Nicht lange nachdem die frühesten Vorfahren des modernen Menschen dank ihrer opponierbaren Daumen das Feuer gebändigt hatten, blickten sie nicht nur sehnsüchtig, sondern auch voller Neid zu den Vögeln hinauf. Selbst ein Genie wie Leonardo da Vinci konnte das letzte fehlende Puzzleteil nicht finden, und so sollte es noch einige Anläufe dauern, bis die Brüder Wright uns endlich in die Lüfte beförderten. Ob man nun zu den Menschen gehört, die regelmäßig auf Nachtflügen unterwegs sind, oder zu denen, die vorsichtshalber immer ein zusätzliches Paar Socken im Handgepäck dabei haben (nur für den Fall der Fälle, man weiß ja nie …) – moderne Flugreisen gehören mittlerweile zur Normalität. Reisepass? Eingesteckt. Online eingecheckt? Erledigt. Sicherheitskontrolle? Du kennst das Prozedere.

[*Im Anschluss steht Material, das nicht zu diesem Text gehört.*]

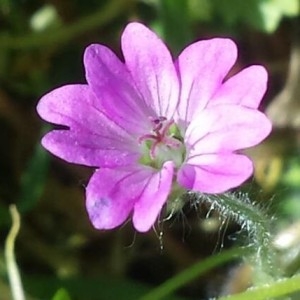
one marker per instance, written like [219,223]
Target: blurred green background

Der Vancouver International Airport (YVR) beweist aber, dass Flugreisen auch eine positive, angenehme Erfahrung sein können. Ganze zwölf Jahre in Folge wurde der Flughafen als bester Flughafen Nordamerikas ausgezeichnet. Und je näher man dem neu errichteten Flugsteig D kommt, desto eindrucksvoller gestaltet sich das Erlebnis am YVR. Die Erweiterung spiegelt den preisgekrönten Sense of Place des Flughafens wider und vermittelt Besucher*innen von Vancouver mehr über das Land, auf dessen Boden sie stehen.
YVR beherbergt eine umfangreiche Sammlung indigener Kunst der Nordwestküste, die über den gesamten Flughafen verteilt ist und die facettenreiche Kulturgeschichte der ursprünglichen Bewahrer*innen des Landes würdigt.
Lynette DuJohn, Vice President of Innovation und Chief Information Officer des YVR, blickt auf das rege Treiben im Terminal und zeigt sich begeistert, dass so viele Fluggäste diese pulsierenden neuen Angebote erleben können. „Ich erinnere mich noch gut an die Zeit während der Pandemie, als diese große Informationstafel einfach nur leer war“, erklärt sie mit einem Lachen. „Es gab überhaupt keinen Betrieb am Flughafen … Andererseits habe ich meinen Freund*innen und meiner Familie immer wieder gesagt, dass dies der sicherste Ort der Welt sei, weil eben niemand da war.“
Genau diese positive Einstellung in Kombination mit einem lösungsorientierten Ansatz half Lynette dabei, die teaminterne Zusammenarbeit grundlegend zu überdenken und einen geschäftsbedrohenden weltweiten Shutdown als Chance zu nutzen, die neueste und beste Innovation für den YVR zu entwickeln.
„Wir wollten immersive Technologie nutzen, um mit jeder Art von Rückkehr zum Tagesgeschäft umgehen zu können. Wir mussten die vorhandenen Assets effektiver nutzen. Das war der Ursprung der gesamten Initiative. Ein digitaler Zwilling bot das größte unmittelbare Einsatzpotenzial, von dem unsere Organisation stark profitieren könnte. So entstand das Konzept des ‚Situational Awareness Module‘ – das Nachvollziehen, was im Terminal passiert und wann.“
YVRs 3D-Mapping und ‑Modellierung sämtlicher Flughafenanlagen unterscheidet sich von anderen digitalen Zwillingen in der Luftfahrtindustrie. Der revolutionäre Ansatz für die Erstellung des digitalen Zwillings wurde nämlich von der Gaming-Branche inspiriert.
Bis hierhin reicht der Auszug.